Un recueil de nouvelles vietnamiennes :
Le Héros qui pissait dans son froc
de Nguyễn Quang Thiều, Nguyên Min Dâu, Nguyễn Thị Thu Huệ, Vũ Bão, Vũ Tú’c Nghĩa et Nguyễn Quang Huy
Article mis en ligne le 26 juillet 2020

par Laurent Bloch

Le titre un peu grivois de ce recueil de six nouvelles (publié aux Éditions de l’Aube) ne doit pas faire illusion : à l’exception de celle de Vũ Tú’c Nghĩa, d’un humour glaçant, et de celle de Vũ Bão, qui donne son titre au livre dans une atmosphère de perestroïka désabusée, les autres sont tragiques, poignantes. Elles ont été traduites du vietnamien par les professeurs de français de l’université de Hanoï. Elles ont été écrites en 1993 ou 1994 par des auteurs qui vivent au Viêt-nam et qui y sont lus.

Combien de Banh Chung pour le Têt, cette année ?, de Nguyễn Quang Thiều, est l’histoire de Mat et An, deux vieilles femmes qui vivent ensemble et qui se préparent à cuisiner des Banh Chung, pâtisseries que l’on offre aux visiteurs pour les fêtes du nouvel an. Jeunes filles, elles étaient orphelines, se sont mariées et tout de suite ont vu leurs maris partir sac au dos, pour la guerre. Ils ne sont pas revenus. Leur maison est une cabane misérable. Les autres habitants du village ont déménagé de l’autre côté de la lagune, elles les voient de moins en moins. Au moment de préparer les pâtisseries, elles se demandent si quelqu’un ne va pas revenir.

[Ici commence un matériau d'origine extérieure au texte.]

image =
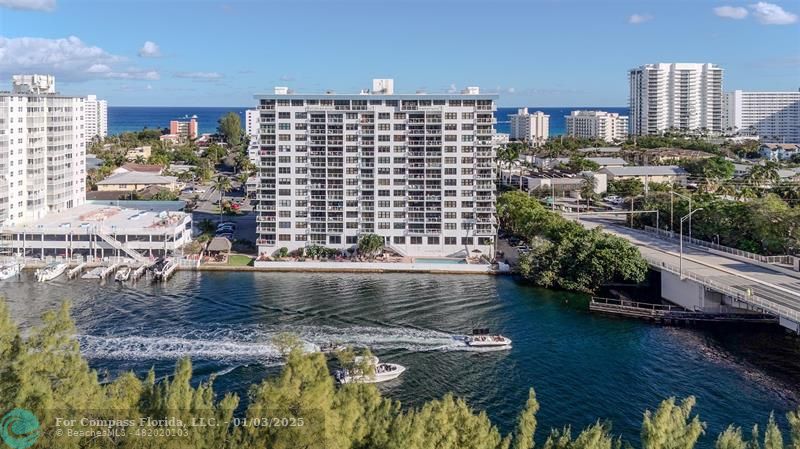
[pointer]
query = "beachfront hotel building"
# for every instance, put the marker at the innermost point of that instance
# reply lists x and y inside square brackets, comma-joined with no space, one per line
[184,129]
[95,115]
[416,169]
[533,128]
[608,126]
[42,150]
[773,116]
[675,96]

L’histoire de Hanh, de Nguyên Min Dâu : lorsqu’elle avait dix-huit ans, le père de Hanh est disparu sans laisser d’adresse, sa mère est morte peu après avoir accouché, depuis ce temps elle subvient à la vie de sa sœur et de son frère. Un jour, de façon inespérée, elle peut partir trois semaines en vacances. Mais tous ses rêves se briseront...

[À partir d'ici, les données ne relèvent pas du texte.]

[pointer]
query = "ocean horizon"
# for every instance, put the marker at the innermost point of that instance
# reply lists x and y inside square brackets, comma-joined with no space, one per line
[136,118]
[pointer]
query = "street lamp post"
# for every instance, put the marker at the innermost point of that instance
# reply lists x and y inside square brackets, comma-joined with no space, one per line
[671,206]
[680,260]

Thin était ma sœur, de Nguyễn Quang Huy, est une autre histoire de vie ensevelie dans la misère et la déréliction.

Ces textes brefs ne se prêtent guère au résumé, ce que j’en écris pourrait laisser croire à des récits misérabilistes, il n’en est rien, la retenue et la pudeur ne font qu’accroître l’émotion qui en émane. George Steiner a écrit dans une de ses chroniques du New Yorker que l’histoire du peuple russe était traversée de souffrances à peine imaginables, surtout pour nous qui vivons dans le petit paradis français : je crois que l’on peut en dire autant du peuple vietnamien, d’un caractère pourtant si différent.

Les Vietnamiens ont mis la pâtée à l’armée française, à plates coutures. Au prix de deux à trois millions de morts, ils ont écrasé les Américains, enfuis la queue entre les jambes en abandonnant lâchement leurs alliés vietnamiens à un sort assez cruel (une habitude). Mais ils ont surtout eu affaire pendant une douzaine de siècles à un adversaire autrement plus dangereux : la Chine, bien plus grande, bien plus peuplée et bien plus habile à la manœuvre. Les Vietnamiens ont acquis de ces expériences (comme les Russes d’ailleurs) une forme d’héroïsme invincible dont les personnages, surtout féminins, de ces nouvelles nous font pressentir les ressorts intimes.